The Journaling Questions from chapter eight, pp. 166-167 of Housewife Theologian, are in red and my answers are in black.
- Define some areas in your life in which you struggle with autonomy--for example, in your relationships, worship, your schedule, or others. Autonomy means to go it alone, to buck up and do the deed. However, faith comes by hearing and hearing by the Word of God. Before my devotional life wasn't consistent because I didn't want to become "legalistic"! Often I would not be in prayer for the worship service and for a quiet heart to hear what I needed to hear. I would critique the sermon, or the music, or the form of the service.
- How does our role as women, particularly in our call to submit to our husbands, give us an advantage for this struggle for autonomy? Whenever possible I try to draw my husband into decisions. Now this is difficult in that he is going downhill with dementia.
- Have you been downplaying the sin in your own life? No, as I explained above I have been more aware of it since joining a Reformed church. We have all gone astray (Isaiah 53:6), but the good news of the gospel is that the LORD will abundantly pardon (Isaiah 55:7). Some signs that this many be true could be that you feel weird even saying the word sin out loud, much less confessing to the particulars, or find it hard or unimportant to ask for forgiveness. I tried to apologize to a neighbor who was offended by me and he said he doesn't believe in forgiveness. Even my apology, though, was tainted by sin. I wanted to look better in his eye--my pride.
- Does your church consistently encourage by the gospel? Not sure of the meaning of this question. Do the members hold one another accountable and exercise biblical church discipline for the purpose of restoration? Yes. Or does everyone feel comfortable in his or her current spiritual state and efforts? I do not know. I am uncomfortable with some of the doctrinal debates that tend to rise up on Reformed blogs and even on this blog: views of the end time, exclusive Psaltry in worship and celebration of Christmas have been debated here. I feel there is doctrinal pride that is ugly and I may be part of it. I think of Euodia and Syntyche whom Paul told to agree in the LORD in Philippians 2. Theology has had a bad taste in my mouth at times and this is why I am rethinking with Aimee's book.
- Is there a time in your life when you can recall choosing affliction over sin, or choosing sin over affliction? Restoring a relationship was a difficult process. I had to lay down my expectations, repent and keep praying. What was the outcome, both circumstantially and spiritually? In the LORD's timing that relationship was restored. I could not have engineered it. Was it what you expected? Not at all--very grateful.
- Over by the side of my house, I have a crazy weed that grows on a vine. It appears to be but a few small teasers, but when I go to pick it I discover a whole underground system hidden under the mulch. This reminds me of how interconnected our sin is. It has hidden networks that build a strong base. I might want to uproot a sin in my life, and find how it has spread like cancer. Think of a particular sin that you have been flirting with. Imagine what it would look like in full bloom, if God were to leave you in it.
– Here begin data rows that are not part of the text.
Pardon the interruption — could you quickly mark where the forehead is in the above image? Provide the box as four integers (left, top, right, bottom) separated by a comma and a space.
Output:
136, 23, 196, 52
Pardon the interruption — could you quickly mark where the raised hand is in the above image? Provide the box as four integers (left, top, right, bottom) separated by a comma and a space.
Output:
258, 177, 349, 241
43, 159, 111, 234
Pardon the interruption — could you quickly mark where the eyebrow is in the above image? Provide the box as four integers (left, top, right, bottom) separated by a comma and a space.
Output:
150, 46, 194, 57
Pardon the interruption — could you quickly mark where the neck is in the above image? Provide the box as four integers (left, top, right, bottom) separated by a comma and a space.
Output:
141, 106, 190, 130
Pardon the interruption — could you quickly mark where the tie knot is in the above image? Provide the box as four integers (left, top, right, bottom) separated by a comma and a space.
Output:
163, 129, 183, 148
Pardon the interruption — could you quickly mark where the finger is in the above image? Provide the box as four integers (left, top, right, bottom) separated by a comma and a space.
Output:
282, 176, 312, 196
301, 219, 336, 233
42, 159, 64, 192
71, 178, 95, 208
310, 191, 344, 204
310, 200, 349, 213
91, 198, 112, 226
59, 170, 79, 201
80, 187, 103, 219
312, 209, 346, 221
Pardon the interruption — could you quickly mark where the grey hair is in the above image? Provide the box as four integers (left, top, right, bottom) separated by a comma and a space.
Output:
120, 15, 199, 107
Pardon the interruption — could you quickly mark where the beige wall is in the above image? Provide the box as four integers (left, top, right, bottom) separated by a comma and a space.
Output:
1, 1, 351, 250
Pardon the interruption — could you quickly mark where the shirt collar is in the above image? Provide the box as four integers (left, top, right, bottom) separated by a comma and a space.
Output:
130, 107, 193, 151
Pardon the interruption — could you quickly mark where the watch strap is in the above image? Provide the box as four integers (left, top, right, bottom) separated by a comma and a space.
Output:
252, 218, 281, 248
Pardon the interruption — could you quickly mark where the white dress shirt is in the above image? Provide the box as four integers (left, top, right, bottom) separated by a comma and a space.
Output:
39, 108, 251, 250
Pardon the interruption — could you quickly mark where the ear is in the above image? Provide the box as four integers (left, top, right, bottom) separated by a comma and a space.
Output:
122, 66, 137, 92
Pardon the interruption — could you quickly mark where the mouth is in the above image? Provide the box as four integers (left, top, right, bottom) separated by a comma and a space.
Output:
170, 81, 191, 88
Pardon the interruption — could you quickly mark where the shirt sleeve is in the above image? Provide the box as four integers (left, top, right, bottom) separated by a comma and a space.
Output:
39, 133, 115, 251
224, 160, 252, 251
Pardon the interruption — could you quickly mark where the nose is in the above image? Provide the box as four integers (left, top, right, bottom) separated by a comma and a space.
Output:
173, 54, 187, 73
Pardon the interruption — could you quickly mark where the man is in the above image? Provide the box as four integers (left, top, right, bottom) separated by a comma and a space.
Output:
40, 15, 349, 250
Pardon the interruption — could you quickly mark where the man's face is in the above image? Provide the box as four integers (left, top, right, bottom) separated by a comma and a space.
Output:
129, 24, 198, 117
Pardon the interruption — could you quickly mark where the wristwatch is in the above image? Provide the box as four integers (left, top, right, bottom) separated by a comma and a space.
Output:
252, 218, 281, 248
When my husband was diagnosed with dementia, I was angry and my anger turned to depression. Gradually I came to accept the situation. Can any sin be small when we compare it to what it cost our Savior? Thank you, LORD, for your willing suffering for my sins so that You can restore a right relationship within me. On to a gardening analogy from our life, we have a volunteer who is transforming our yard. Yesterday he worked on the front yard. That transformation is just lovely--like God's grace in dealing with us.
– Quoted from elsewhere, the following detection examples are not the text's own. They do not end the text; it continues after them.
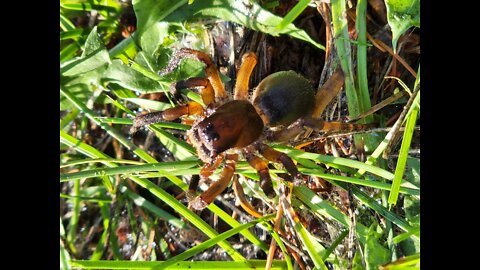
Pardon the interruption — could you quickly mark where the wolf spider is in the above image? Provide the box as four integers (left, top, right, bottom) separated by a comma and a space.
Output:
130, 48, 362, 213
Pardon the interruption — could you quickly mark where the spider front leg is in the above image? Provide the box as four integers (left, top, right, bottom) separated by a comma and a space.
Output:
254, 143, 302, 182
233, 52, 257, 99
159, 48, 227, 101
189, 154, 238, 210
243, 146, 276, 198
170, 77, 215, 106
130, 101, 203, 134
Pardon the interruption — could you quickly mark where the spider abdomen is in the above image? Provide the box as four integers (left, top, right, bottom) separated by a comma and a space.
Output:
253, 71, 315, 127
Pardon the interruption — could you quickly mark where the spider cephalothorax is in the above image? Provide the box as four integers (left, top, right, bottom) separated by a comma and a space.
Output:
131, 48, 361, 213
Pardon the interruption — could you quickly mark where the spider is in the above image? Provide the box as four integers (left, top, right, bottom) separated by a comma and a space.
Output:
130, 48, 363, 213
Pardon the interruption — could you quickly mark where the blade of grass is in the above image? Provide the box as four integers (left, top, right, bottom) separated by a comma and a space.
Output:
60, 158, 145, 168
60, 88, 156, 162
90, 203, 110, 261
355, 0, 379, 151
97, 117, 191, 131
60, 130, 261, 261
120, 186, 187, 229
60, 159, 420, 195
60, 217, 71, 270
153, 214, 275, 269
71, 260, 287, 270
388, 92, 420, 206
294, 218, 328, 270
273, 145, 394, 180
393, 226, 420, 244
67, 179, 80, 253
330, 0, 360, 117
322, 230, 348, 260
60, 108, 80, 129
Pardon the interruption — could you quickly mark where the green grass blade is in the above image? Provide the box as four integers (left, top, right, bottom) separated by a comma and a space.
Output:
153, 214, 275, 269
355, 0, 380, 152
60, 13, 75, 32
60, 89, 156, 162
388, 70, 420, 205
71, 260, 287, 270
60, 131, 245, 261
60, 131, 268, 254
60, 108, 80, 129
294, 222, 328, 270
330, 0, 360, 117
276, 0, 310, 30
335, 182, 412, 235
293, 185, 368, 243
274, 145, 393, 180
393, 226, 420, 244
388, 95, 419, 205
60, 217, 71, 270
120, 186, 187, 229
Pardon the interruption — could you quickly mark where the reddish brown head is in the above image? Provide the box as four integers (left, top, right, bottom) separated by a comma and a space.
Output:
188, 100, 264, 163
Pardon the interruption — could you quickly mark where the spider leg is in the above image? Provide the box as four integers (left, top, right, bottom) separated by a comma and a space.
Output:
232, 177, 263, 218
255, 143, 302, 179
187, 153, 225, 201
170, 77, 215, 106
243, 147, 276, 198
189, 154, 238, 210
130, 101, 203, 134
159, 48, 227, 101
234, 52, 257, 99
- Now think about the "old man" that you once were . . . the things you valued as important . . . what you loved. Compare that to how far Christ has already brought you . . . a whole new world--the age to come! Read Romans 7:15-25. Can you identify with Paul's relationship to sin here? Yes How is it different from before your conversion? I was seven and just remember I had a sense of relief that Jesus was in my life.
- How is your theology practical in your everyday life? This is the whole theme of Aimee's book--theology is practical (p. 157). I have not thought of this concept. For me theology had become ugly. Some of this ugliness in chronicled on this blog. I do not like when people do not get along theologically. BUT IF I CAN REFRAME IT INTO RIGHT LIVING AND RIGHT DOCTRINE, THEN IT IS PRACTICAL.
- What have you disguised some of your sin as? Emotions, depression, coping rather than trusting that God is in control. Self-esteem is just a disguise for pride.
- How is our eschatology important to the way we look at the world and our own sin? I have come to not like the term eschatology because I have seen it cause doctrinal fights within the church.
- What role does Sunday morning worship play in our spiritual growth? Sunday morning worship has become Sunday afternoon worship at our church. Now Sunday morning I have more time to prepare for the afternoon worship, including preparing for communion which we celebrate every LORD's day. Preparation for communion includes dealing with sin.
Thank you, Aimee Byrd, for helping me reframe theology in my life with your book.